Все это рассуждение прямо противоречит тексту соборного деяния 1593 года. В его начале Патриарх Александрийский Мелетий прямо обращается к другим Патриархам: «Вы знаете братия, что отличительный признак любви ко Спасителю Богу есть попечительность пастырская. Ибо сам Он говорит: «Петре, любиши ли Мя? паси овцы Моя». По сей причине и мы многие подвиги и труды и опасности многократно переносили и переносим, как вы это знаете. И вот ныне я, быв приглашен в Константинополь письмами всесвятейшего Вселенского Патриарха, брата и сослужителя нашего, и прочих архиереев ради нужд Церкви, и притом получив письма из православнейшей Москвы от благочестивейшего царя Феодора, заботясь о том и другом, то есть и о нужде Церкви, и о царском деле, прошу ваше благоговеинство по строгом разсуждении о речах моих изъявить, что окажется справедливым касательно того, что будет говорено… И поелику мне надобно отвечать на благочестивейшее писание боговенчанного царя, посему я прошу и ваше благоговеинство испытать и определить соборно: справедливо ли и согласно ли с отеческими определениями все то, что я думаю и скажу. А я признаю справедливым, чтобы царствующий православнейший град Москва, ущедренный человеколюбием и благодатиюБожиею, возвеличился и в церковных делах на основании 28-го правила Четвертого Собора 630 святых отцев, собравшихся в Халкидоне».

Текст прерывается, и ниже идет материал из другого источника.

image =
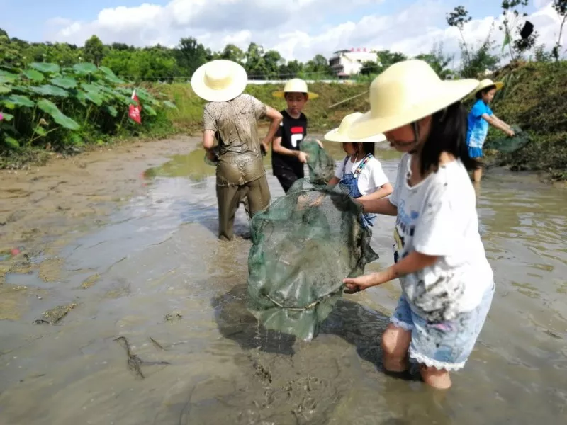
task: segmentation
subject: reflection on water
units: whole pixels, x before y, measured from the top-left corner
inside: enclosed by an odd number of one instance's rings
[[[344,157],[340,143],[325,142],[325,149],[336,160]],[[383,159],[397,159],[400,154],[393,149],[386,149],[384,144],[377,144],[376,156],[381,161]],[[205,163],[204,149],[198,149],[187,155],[175,155],[171,161],[164,164],[151,168],[144,173],[146,178],[155,177],[186,177],[193,181],[203,181],[210,176],[215,175],[215,167]],[[271,169],[271,152],[264,157],[264,166],[266,170]]]
[[[340,144],[326,147],[343,157]],[[149,170],[146,195],[63,249],[57,281],[8,275],[0,424],[567,423],[566,192],[486,174],[478,207],[497,294],[466,368],[439,393],[381,371],[397,283],[345,296],[309,344],[258,327],[246,310],[249,242],[216,239],[215,170],[203,156]],[[399,154],[376,156],[393,182]],[[393,226],[378,218],[370,270],[392,261]],[[237,232],[247,228],[241,209]],[[31,324],[71,303],[59,325]],[[137,378],[113,342],[120,336],[145,361],[169,364]]]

На это всесвященнейший Вселенский Патриарх Иеремия сказал: «Мы еще прежде учинили сие и письменно изложили благочестивейшему Царю»; Софроний, всесвятейший Патриарх Иерусалимский, подал голос: «И я то же самое изъявляю»; и тогда Святый Собор единодушно изрек: «Поелику сие дело обсуждено по священным правилам, то все мы того же желаем и кроме того присуждаем, чтобы благочестивейший царь Московский и Самодержец всея России и северных стран, как поныне воспоминается в священных службах Восточной Церкви, в священных диптихах и на святых проскомдиях, так был бы возглашаем и в начале шестопсалмия по окончании двух псалмов о царе, точь-в-точь как он возглашается в вышепомянутых службах, то есть по имени, как православнейший царь».

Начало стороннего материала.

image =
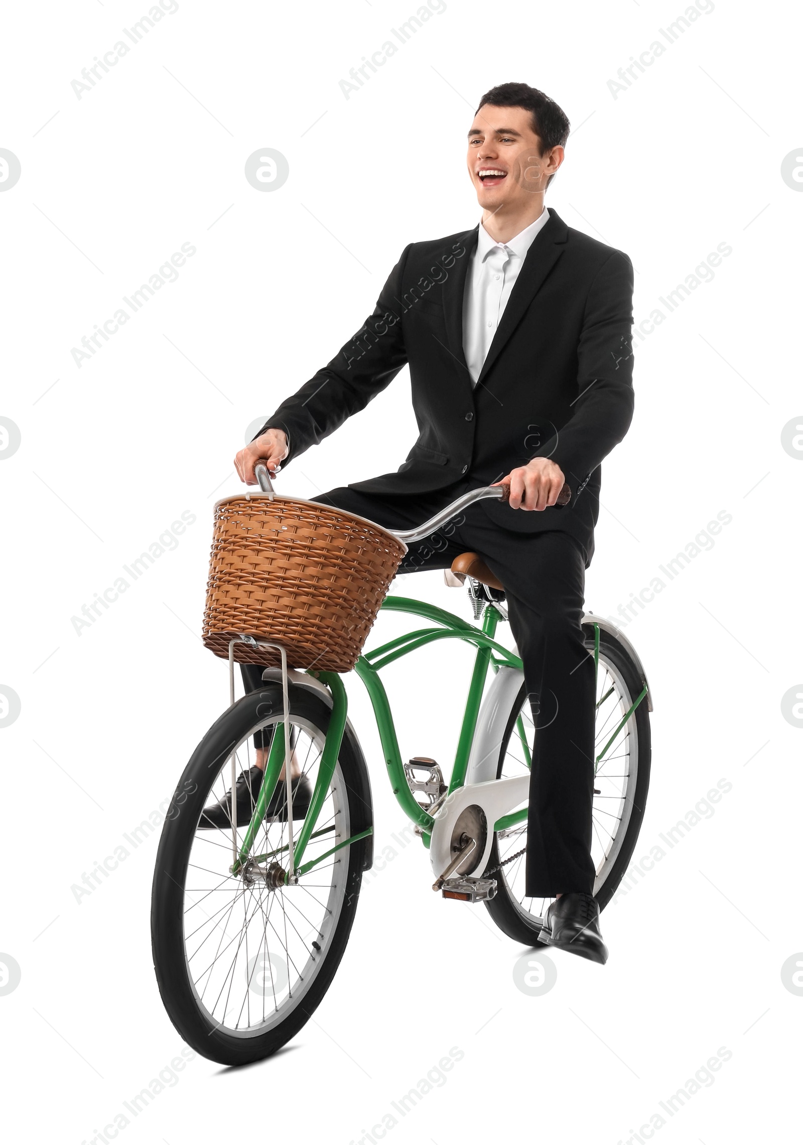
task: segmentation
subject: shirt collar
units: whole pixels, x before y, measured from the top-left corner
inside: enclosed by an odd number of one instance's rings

Из процитированного текста совершенно ясно видно, что: а) Великий Константинопольский Собор 1593 года собрался именно ради того, чтобы услышать позицию Александрийского Патриарха, который не принимал участия в подписании грамоты 1590 года (его хиротония в Патриарха состоялась 5 июля 1590 г., т.е. уже после Собора 1590 г.); б) Константинопольский Патриарх, хотя и говорит несколько обиженно, что решение это было уже принято, но нисколько не возражает против повторного голосования. Следовательно, утверждение епископа Макария, что «для провозглашения автокефалии не требовалось подписей всех Предстоятелей», — ошибочно. Напротив, прямо по тексту деяния требовались подписи непременно всех Патриархов. И Кипрский архиепископ здесь совершенно не при чем, так как решение такого уровня принималось именно четырьмя Патриархами. Таким образом, решение о возвышении Москвы на уровень Патриаршества принято «вселенским собором» Восточных Патриархов, а вовсе не одним Иеремией II.

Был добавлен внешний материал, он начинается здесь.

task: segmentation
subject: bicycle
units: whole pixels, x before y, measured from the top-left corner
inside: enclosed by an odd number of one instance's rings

ΙΙ. 2. Подчинение Киевской митрополии Московскому Патриарху

О переходе епископата «константинопольской» Киевской и Галицкой митрополии в унию преосвященный Макарий не пишет практически ничего. Напротив, он рисует следующую едва ли не благостную картину существования Киевской митрополии в Речи Посполитой:«Константинополь принимал участие в Брестском Соборе (1596), на котором изверг латиномудрствующих епископов, а позднее посланец Вселенского Патриарха Патриарх Иерусалимский Феофан восстановил путем избрания и хиротонии иерархию Поместной Киевской Церкви (1621)». Остается только догадываться, известно ли епископу Макарию, что один из двух экзархов Константинопольского Патриарха на соборе 1596 года, Никифор, был обвинен польскими властями в шпионаже в пользу Османской империи и — внимание! — Московского царства, взят под стражу и уморен голодом; что восстановленную Патриархом Феофаном иерархию — кстати, в 1620, а не в 1621 году —польское правительство так и не признало, и лишь личные связи и таланты архимандрита Петра (Могилы) помогли фактически переучредить эту митрополию на польском сейме 1632 года; что, наконец, на Коронационном сейме 1676 года польское правительство приняло решение о запрете любых не согласованных с властью сношений с Константинопольским Патриархом под страхом смертной казни и конфискации имущества.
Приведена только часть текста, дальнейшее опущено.